Large language models learn by predicting which word comes next in a sequence. They have been trained on vast quantities of human-generated text, and the results have been remarkable, ChatGPT, Claude, and Gemini have demonstrated an ability to generate fluent, plausible language across an enormous range of subjects. But LeCun has spent years arguing, loudly and repeatedly, that this approach has fundamental limits.
His alternative is JEPA: the Joint Embedding Predictive Architecture, a framework he first proposed in 2022. Rather than predicting the future state of the world in pixel-perfect or word-by-word detail, the approach that makes generative AI both powerful and prone to hallucination, JEPA learns abstract representations of how the world works, ignoring unpredictable surface detail.

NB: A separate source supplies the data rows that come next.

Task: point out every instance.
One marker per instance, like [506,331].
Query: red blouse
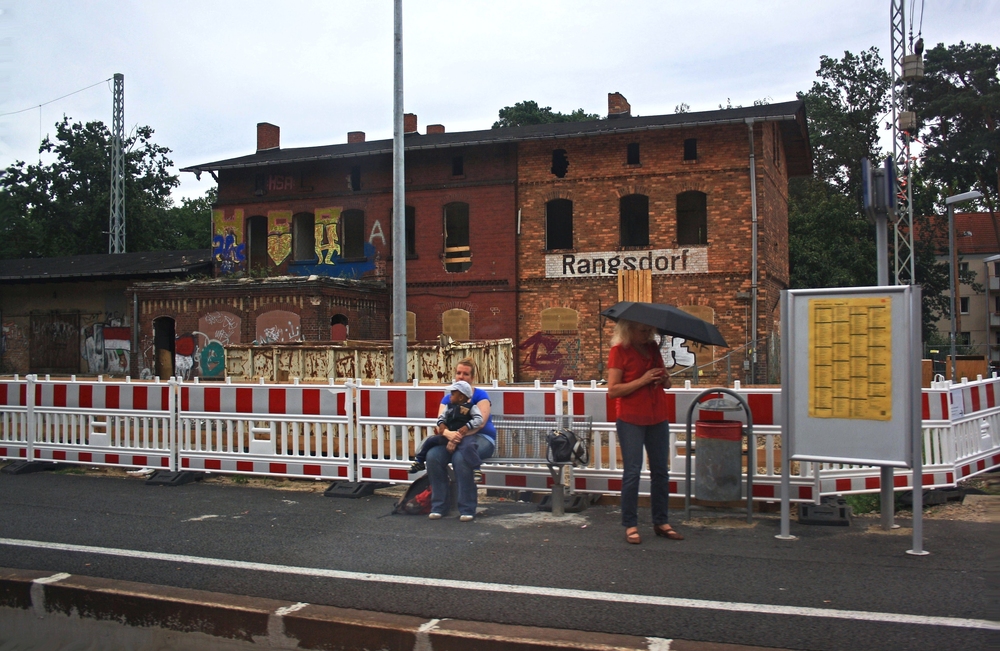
[646,405]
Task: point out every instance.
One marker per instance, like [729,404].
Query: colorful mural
[228,247]
[279,235]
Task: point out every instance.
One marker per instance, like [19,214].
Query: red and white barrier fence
[370,433]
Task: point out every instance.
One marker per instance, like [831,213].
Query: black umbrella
[668,320]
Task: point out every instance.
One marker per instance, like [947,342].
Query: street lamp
[950,202]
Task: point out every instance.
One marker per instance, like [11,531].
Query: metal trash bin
[718,460]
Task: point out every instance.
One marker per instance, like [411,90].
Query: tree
[528,112]
[958,110]
[62,208]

The idea is to build systems that understand physical reality the way humans and animals do: not through language, but through embodied experience."

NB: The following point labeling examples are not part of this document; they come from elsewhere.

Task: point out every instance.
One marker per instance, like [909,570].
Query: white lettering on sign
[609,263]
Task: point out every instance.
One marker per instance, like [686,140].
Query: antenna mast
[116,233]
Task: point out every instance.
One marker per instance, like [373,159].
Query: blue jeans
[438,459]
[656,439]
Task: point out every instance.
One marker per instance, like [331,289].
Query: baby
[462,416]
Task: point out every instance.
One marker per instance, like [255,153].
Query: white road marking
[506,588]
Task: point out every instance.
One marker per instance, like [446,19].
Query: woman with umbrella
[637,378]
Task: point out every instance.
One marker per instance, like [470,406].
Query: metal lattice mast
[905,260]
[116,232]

World models aren’t just for robotics (though they definitely WILL be used for that). They’re for reasoning under uncertainty in domains where you can’t see the outcome in advance. Eg:
Medical diagnosis: you can’t physically “embody” whether a treatment will work. But a system that understands disease progression, drug interactions, and physiological constraints (not by pattern-matching text, but by learning causal structure) - well, that’s fundamentally different from an LLM hallucinating plausible-sounding symptoms.
Financial modeling, engineering simulations, climate prediction…all domains where the “embodied experience” is simulation, not physical interaction. You learn how the world actually works by understanding constraint and causality, not by predicting the next token in a Bloomberg article.
The point isn’t “robots will finally work.” The point is: understanding causality is cheaper in the long run and more reliable than memorizing correlations. Embodiment is just the training signal that forces you to learn causality instead of surface patterns.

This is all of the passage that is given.